J Knee Surg 2020; 33(05): 452-458
DOI: 10.1055/s-0039-1678524
Original Article
Thieme Medical Publishers 333 Seventh Avenue, New York, NY 10001, USA.

The Effect of Implant Design on Sagittal Plane Stability: A Randomized Trial of Medial- versus Posterior-Stabilized Total Knee Arthroplasty

Adam I. Edelstein
1   Department of Orthopaedic Surgery, Medical College of Wisconsin, Milwaukee, Wisconsin
,
Surabhi Bhatt
2   Department of Orthopaedic Surgery, Northwestern University, Feinberg School of Medicine, Chicago, Illinois
,
Josh Wright-Chisem
3   Department of Orthopaedic Surgery, Hospital for Special Surgery, New York, New York
,
Ryan Sullivan
2   Department of Orthopaedic Surgery, Northwestern University, Feinberg School of Medicine, Chicago, Illinois
,
Matt Beal
2   Department of Orthopaedic Surgery, Northwestern University, Feinberg School of Medicine, Chicago, Illinois
,
David W. Manning
2   Department of Orthopaedic Surgery, Northwestern University, Feinberg School of Medicine, Chicago, Illinois
› Author Affiliations
Further Information

Publication History

24 August 2018

27 December 2018

Publication Date:
08 February 2019 (online)

Abstract

Up to 20% of total knee arthroplasty (TKA) patients report dissatisfaction with their outcome, especially with weight-bearing in flexion (WBiF) activities. Sagittal plane instability may contribute to dissatisfaction following TKA. We assessed the impact of implant design on TKA sagittal plane stability and clinical satisfaction. We randomized patients to receive one of two TKA implant designs: medial-stabilized (MS) or posterior-stabilized (PS). Sagittal stability was assessed using a KT-1000 arthrometer.
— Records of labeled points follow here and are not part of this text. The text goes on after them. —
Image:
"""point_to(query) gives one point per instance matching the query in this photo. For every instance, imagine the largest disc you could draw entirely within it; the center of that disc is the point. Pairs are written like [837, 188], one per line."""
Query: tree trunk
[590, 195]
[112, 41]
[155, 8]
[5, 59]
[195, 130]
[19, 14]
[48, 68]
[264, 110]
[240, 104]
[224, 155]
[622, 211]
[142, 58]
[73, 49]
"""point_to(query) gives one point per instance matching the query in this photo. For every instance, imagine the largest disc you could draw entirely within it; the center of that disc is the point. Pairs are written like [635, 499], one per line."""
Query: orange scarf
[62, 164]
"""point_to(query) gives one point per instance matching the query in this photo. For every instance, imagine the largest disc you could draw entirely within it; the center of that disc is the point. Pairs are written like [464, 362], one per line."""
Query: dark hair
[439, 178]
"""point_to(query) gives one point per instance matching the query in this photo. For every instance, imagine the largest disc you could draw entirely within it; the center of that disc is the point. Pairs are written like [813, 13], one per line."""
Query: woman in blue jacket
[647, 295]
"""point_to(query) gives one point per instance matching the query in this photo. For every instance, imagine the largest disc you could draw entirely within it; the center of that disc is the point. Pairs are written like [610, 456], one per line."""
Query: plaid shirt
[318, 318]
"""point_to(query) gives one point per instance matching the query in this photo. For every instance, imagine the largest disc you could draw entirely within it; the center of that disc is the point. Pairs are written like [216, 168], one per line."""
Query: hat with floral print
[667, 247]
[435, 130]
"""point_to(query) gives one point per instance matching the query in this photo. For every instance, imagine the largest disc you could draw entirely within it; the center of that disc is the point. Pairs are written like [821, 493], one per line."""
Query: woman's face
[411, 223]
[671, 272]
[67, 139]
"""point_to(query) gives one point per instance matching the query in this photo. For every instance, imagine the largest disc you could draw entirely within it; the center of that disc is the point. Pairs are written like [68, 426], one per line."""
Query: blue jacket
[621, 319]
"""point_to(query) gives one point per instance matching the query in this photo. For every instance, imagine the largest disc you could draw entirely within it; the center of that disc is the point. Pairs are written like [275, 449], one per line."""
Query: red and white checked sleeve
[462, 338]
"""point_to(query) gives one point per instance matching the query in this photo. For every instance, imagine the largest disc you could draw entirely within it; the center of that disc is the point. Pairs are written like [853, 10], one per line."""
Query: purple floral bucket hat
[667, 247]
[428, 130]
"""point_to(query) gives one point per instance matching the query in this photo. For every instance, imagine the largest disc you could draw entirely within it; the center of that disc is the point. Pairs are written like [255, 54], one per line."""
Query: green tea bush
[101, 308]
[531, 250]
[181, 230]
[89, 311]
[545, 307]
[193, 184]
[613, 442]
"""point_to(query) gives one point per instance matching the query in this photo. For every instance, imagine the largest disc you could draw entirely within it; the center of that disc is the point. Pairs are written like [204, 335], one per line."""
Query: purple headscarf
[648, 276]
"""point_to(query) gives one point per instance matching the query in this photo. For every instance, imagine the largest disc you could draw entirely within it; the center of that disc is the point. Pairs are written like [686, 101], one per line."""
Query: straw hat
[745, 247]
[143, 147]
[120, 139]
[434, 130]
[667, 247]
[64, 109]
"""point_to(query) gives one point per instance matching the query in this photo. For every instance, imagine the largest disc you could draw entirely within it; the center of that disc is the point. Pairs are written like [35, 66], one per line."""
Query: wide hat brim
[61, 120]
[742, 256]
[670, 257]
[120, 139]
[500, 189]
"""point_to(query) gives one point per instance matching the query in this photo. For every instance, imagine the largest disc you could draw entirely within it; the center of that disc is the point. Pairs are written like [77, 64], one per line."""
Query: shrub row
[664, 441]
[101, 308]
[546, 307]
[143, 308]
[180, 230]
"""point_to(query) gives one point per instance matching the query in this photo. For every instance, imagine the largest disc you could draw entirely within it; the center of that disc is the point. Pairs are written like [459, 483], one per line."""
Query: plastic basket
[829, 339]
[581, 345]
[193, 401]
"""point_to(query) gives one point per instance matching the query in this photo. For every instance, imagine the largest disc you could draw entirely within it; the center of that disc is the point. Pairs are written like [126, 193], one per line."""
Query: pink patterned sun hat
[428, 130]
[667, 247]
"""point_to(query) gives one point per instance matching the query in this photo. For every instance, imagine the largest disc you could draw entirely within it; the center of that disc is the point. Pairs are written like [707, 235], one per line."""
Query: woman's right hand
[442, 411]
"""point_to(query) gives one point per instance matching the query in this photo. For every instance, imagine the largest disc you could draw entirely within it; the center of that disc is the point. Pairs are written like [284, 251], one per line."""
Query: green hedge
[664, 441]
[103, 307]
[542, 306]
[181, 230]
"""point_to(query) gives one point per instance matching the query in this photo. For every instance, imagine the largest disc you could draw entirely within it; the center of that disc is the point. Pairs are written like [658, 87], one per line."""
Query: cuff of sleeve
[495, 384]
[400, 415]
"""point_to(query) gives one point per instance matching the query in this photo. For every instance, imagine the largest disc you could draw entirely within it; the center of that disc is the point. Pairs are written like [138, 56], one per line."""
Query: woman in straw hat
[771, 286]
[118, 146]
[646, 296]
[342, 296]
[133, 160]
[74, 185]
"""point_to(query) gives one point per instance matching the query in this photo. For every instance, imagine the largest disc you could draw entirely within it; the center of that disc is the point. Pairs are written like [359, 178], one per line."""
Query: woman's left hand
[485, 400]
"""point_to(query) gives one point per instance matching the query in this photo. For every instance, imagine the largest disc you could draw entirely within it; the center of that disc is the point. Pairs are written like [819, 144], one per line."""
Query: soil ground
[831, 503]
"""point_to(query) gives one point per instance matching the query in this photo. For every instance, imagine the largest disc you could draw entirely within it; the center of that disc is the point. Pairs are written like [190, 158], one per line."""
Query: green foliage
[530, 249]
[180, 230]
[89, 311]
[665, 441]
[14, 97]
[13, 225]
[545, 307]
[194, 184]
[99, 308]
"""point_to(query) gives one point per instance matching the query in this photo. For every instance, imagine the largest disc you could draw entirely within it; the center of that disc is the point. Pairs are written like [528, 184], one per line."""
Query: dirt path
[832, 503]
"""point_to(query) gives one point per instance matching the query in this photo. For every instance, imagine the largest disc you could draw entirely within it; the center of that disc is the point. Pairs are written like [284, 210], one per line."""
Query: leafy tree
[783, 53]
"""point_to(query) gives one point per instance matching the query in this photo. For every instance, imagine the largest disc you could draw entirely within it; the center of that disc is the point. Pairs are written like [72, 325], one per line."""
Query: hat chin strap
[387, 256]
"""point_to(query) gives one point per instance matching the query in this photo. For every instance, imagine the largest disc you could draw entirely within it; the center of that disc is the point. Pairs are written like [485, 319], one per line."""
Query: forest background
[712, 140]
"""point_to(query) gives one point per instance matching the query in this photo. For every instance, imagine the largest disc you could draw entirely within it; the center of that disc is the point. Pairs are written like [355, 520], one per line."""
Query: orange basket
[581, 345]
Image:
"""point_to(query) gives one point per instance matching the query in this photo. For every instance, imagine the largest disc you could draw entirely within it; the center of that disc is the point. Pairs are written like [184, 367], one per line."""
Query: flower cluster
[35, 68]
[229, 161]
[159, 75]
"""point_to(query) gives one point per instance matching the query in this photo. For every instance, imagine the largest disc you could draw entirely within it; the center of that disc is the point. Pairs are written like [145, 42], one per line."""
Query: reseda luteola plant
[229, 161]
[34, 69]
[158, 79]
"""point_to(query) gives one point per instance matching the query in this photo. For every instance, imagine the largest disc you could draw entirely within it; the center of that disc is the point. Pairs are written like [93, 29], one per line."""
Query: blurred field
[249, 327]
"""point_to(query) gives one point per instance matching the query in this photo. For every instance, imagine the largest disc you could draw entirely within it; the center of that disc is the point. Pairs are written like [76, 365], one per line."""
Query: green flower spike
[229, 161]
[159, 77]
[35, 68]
Patient-reported outcome measures, including a custom bank of questions targeting patient satisfaction (0–100%) with WBiF activities, were administered to patients 2 years following surgery. The final analysis included 50 patients (25 MS, 25 PS). The MS group had greater sagittal plane stability than the PS group at 30-degree flexion (5.6 ± 1.9 vs. 10.2 ± 2.7 mm; p < 0.0001) but not at 90-degree flexion (4.1 ± 2 vs. 5.3 ± 3 mm; p = 0.14). Range of motion was not different (111.3 ± 10.4 vs. 114.7 ± 10.7 degrees; p = 0.31). There were no differences in the PROMIS (Patient-Reported Outcomes Measurement Information System) score, Oxford Knee Score, Knee Society Score, Forgotten Joint Score, or Veterans Rand. The MS group had no difference in satisfaction for WBiF activities versus non-WBiF activities (80.5 ± 18 vs. 88.3% ± 16.4%; p = 0.13), whereas the PS group had significantly worse satisfaction for WBiF versus non-WBiF activities (71.6 ± 24.6 vs. 87.8% ± 16.6%; p = 0.019). An MS prosthetic design was more stable in the sagittal plane in midflexion compared with a PS design. There was no difference in patient-reported outcomes, although custom survey data suggest improved satisfaction with MS design during WBiF activities.

Note

This work was performed at the Northwestern University Feinberg School of Medicine, Chicago, IL. Institutional Review Board approval was granted for this study at Northwestern University.